The difference between an 8 byte salt and a 4 byte salt isn't 4 bytes, and it isn't a factor of 2. It is a factor of over 4 billion. It is the difference between "Got a minute?" and "Sometime after the end of the universe".
In reality, it is probably not that big of a deal. Precomputing AES tables isn't a trivial task, and even 4 or 5 bits of salt is probably enough to make it impractical for well beyond the potential lifetime of one of these protected keys.
But cryptosystems are designed with defense in depth for very good reasons. When a weakness in one part is discovered, it is usually not a catastrophe because we have added redundant security measures.
You make some very good points about this.
In terms of the purpose of the salt, what would be the usage model for any sort of precomputed table for this problem? It seems like it would be limited to creating a list of AES keys derived from possible passwords, each of which would have to be tested, still requiring exponential time in the length of the password, but allowing the attacker to circumvent running the expensive PBKDF function for each test. Is there something sneaker and more devious that an attacker could do with this particular problem? I don't think this is like trying to build a table for a hash function, where the outputs depend on only the password and the salt, in which case the attacker can index the outputs to the inputs and build a true lookup table or a rainbow table.
Anyway, if that's true, then at 48 bytes per AES key + IV, and 2^32 salt variations of each, the attacker would need to be able to store 192GB per precomputed password. At least, without some clever way of compressing the keys. That is a lot easier than 2^64 variants of each, but still seems intractable.
The tradeoff to having four extra bytes of hash would be six extra characters in the encoded output. Example side-by-side is below:
PAYxy8B9zhSGpbyC7Z29KRS7rsPzAcTF3zSPmyAigbAJYamt9GmNwsFT9E95dGfp6Ri
3W3qzi2Sow4o7LP7jwwnrmqiiGxyMcwLdubKxYhNy4J63eigN3jz7avYqSWfGwxz3nMDDXwwcEdit: It's possible, using a smaller value for the type byte, to reduce it to five extra characters.
Your point about weakness mitigation is well taken though, and the tradeoff may be worth it.

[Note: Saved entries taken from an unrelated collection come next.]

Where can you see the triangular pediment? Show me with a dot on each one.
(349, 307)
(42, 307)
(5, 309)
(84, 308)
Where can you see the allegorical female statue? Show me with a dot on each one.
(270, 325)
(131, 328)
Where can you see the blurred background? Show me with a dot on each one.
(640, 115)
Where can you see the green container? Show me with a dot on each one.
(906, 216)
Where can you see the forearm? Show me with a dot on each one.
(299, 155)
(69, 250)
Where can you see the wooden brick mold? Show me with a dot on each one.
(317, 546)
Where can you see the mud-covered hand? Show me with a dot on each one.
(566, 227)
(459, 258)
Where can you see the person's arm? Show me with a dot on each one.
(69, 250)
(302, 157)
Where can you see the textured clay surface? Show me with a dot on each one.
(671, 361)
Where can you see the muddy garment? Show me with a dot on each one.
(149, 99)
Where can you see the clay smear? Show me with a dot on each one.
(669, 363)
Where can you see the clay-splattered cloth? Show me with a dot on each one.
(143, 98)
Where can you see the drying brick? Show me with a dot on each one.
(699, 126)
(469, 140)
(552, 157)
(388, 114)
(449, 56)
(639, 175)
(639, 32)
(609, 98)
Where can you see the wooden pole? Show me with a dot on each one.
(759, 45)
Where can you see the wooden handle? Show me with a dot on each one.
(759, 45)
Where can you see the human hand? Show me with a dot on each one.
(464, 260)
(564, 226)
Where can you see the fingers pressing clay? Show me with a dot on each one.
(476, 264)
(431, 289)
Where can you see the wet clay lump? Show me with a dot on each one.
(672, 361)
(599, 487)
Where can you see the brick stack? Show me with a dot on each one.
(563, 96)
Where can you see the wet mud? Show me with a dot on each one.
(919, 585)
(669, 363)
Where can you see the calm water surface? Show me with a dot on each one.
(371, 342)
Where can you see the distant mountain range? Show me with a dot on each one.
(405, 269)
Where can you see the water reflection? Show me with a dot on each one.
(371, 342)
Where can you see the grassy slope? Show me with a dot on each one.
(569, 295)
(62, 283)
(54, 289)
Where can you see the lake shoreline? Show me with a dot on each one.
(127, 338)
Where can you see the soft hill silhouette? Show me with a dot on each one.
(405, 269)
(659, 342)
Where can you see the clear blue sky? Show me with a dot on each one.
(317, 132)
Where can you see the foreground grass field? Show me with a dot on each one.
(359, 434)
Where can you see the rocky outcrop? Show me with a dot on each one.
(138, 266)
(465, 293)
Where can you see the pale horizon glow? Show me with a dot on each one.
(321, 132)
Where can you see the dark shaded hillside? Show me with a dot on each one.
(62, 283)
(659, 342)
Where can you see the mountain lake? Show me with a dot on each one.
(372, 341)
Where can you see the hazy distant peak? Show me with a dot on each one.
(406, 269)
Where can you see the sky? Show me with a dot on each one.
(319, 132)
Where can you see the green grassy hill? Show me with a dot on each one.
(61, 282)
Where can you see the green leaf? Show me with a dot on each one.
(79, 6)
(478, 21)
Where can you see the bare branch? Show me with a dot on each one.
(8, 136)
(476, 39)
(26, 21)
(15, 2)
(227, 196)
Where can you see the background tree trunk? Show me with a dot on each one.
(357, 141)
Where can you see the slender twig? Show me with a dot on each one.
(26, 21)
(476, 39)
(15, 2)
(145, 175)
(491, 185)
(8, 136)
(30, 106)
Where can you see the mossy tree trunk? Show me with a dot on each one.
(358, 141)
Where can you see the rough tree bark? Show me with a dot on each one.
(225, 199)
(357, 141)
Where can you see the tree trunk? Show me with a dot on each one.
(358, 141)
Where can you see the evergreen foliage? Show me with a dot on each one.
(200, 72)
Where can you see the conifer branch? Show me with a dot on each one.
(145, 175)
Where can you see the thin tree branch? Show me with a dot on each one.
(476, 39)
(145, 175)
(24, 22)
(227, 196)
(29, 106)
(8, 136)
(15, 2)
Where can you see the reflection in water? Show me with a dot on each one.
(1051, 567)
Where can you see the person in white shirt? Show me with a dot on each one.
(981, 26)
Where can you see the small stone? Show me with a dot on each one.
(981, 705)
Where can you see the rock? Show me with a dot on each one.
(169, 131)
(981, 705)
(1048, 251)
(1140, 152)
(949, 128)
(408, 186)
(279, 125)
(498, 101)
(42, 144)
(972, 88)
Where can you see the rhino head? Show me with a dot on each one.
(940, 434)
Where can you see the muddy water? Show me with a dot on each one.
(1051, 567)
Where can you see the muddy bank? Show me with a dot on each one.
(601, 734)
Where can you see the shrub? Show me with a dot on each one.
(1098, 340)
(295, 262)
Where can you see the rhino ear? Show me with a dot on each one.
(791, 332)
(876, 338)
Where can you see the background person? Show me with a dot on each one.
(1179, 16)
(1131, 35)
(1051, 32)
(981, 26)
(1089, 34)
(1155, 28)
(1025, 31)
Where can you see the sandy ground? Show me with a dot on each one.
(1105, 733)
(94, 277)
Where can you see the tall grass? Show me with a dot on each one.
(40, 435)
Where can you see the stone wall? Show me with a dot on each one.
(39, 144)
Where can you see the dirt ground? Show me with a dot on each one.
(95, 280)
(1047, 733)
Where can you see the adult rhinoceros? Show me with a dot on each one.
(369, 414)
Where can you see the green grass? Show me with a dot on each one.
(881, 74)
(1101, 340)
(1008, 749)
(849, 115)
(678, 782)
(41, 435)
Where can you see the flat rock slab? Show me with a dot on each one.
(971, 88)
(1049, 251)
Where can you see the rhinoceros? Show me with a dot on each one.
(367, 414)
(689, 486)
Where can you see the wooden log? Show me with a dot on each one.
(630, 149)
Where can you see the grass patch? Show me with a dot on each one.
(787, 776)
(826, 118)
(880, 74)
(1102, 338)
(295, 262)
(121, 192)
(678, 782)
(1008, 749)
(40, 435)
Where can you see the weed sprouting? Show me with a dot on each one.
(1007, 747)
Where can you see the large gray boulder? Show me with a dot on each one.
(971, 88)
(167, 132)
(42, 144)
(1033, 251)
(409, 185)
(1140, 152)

EDIT: I would even recommend that fewer bits went into the password check. Like, maybe as few as 8. This will make it even more expensive to brute force passwords, as it will result in an enormous number of false positives that can only be checked by doing a time-consuming EC multiply (to derive the bitcoin address) and a database lookup (to see if there are any coins at that address, only to find there are none). In the event of a typo, even with 8 bits, still a >99% chance it will still be caught. The password check as it stands is probably just a gift to an attacker.
The PBKDF function here requires 8192 rounds of the SHA256 hash function, so it should already be a lot more expensive than computing the bitcoin address and looking it up in a list. Even if the attacker was using a table, having to do an EC operation as often as every 2^8 keys probably won't cause a big slowdown. But, it will make the password cracker a bit more complicated.
For the one person who gets a letter of their password wrong, and is unlucky enough to have it silently accepted and mapped to the wrong account, and either the bitcoin address isn't known or isn't compared to the expected value, they better hope the password-protected version of their key wasn't discarded.